Cloud analytics acceleration

Zurich analytics cloud (ZAC)

The Zurich Analytics Cloud (ZAC) project is an effort to build a high-performance analytics stack with a focus on unleashing the full performance of modern, fast I/O devices such as RDMA interconnects or Flash storage. ZAC is based on open interfaces and delivers a set of components that work in concert with well accepted analytics ecosystems such as Hadoop or Spark.

With ZAC we aim to leverage directly the excellent distributed computing services these frameworks provide, e.g., workload distribution, scheduling, support for graph/stream/interactive workloads, etc., while substantially improving its performance.

Stacks like Hadoop and Spark have been architected for commodity off-the-shelf hardware and their I/O processing is typically highly CPU intensive. Consequently, these frameworks are a bad fit for upcoming fast I/O devices (e.g., 40 GbE network, NVM storage, etc.).

In ZAC, we are re-architecting network and storage I/O for these systems at the level of components.

For instance, Peregrine is a distributed file system specifically designed for efficient I/O based on the availability of fast Flash and RDMA devices and is suitable for fast working set storage during data processing. Peregrine fully implements the HDFS interface and can be used from within Hadoop or Spark without requiring modifications to these engines.

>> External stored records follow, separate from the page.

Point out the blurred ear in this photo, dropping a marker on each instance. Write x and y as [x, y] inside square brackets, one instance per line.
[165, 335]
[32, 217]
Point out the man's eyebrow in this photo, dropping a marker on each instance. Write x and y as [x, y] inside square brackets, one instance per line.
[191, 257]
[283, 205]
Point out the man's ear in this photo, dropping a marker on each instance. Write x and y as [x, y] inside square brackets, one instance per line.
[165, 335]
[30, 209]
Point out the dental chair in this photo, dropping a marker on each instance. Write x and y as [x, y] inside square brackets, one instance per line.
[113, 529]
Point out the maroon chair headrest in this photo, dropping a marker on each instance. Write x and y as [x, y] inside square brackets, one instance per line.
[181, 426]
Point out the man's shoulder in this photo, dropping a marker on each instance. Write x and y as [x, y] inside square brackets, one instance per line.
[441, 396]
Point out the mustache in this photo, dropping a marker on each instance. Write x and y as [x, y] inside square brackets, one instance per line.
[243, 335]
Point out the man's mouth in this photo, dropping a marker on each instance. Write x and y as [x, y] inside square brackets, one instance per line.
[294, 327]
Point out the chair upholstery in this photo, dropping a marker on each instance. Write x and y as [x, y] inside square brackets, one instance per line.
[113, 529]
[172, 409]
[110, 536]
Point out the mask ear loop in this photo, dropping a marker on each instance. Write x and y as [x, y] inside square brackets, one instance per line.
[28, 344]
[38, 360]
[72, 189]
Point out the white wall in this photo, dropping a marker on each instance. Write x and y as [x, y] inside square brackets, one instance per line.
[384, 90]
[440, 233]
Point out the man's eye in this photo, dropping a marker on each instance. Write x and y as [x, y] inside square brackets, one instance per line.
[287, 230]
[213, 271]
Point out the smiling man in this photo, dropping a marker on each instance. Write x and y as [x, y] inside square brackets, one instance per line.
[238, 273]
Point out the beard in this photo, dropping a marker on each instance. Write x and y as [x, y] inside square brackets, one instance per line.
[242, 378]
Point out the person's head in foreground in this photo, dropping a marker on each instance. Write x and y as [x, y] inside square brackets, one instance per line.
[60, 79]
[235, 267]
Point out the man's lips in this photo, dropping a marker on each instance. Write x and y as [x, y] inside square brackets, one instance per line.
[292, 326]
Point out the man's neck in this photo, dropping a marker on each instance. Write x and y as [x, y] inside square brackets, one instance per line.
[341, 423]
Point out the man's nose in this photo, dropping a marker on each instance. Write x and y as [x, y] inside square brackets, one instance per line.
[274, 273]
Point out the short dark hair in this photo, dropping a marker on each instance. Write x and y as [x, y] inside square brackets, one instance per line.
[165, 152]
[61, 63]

DSA and FlashNet are other pieces of the ZAC stack providing efficient local and remote Flash access. Again, these components can be used transparently from within existing applications as Flash access is abstracted in a way that is compatible with standard remote memory access in RDMA.

ZAC aims at a high level of flexibility regarding available high-performance hardware components. Being developed as part of the project, dedicated software modules can substitute missing hardware components. For example, missing RDMA network adapters can be seamlessly replaced by the SoftiWarp Linux kernel module.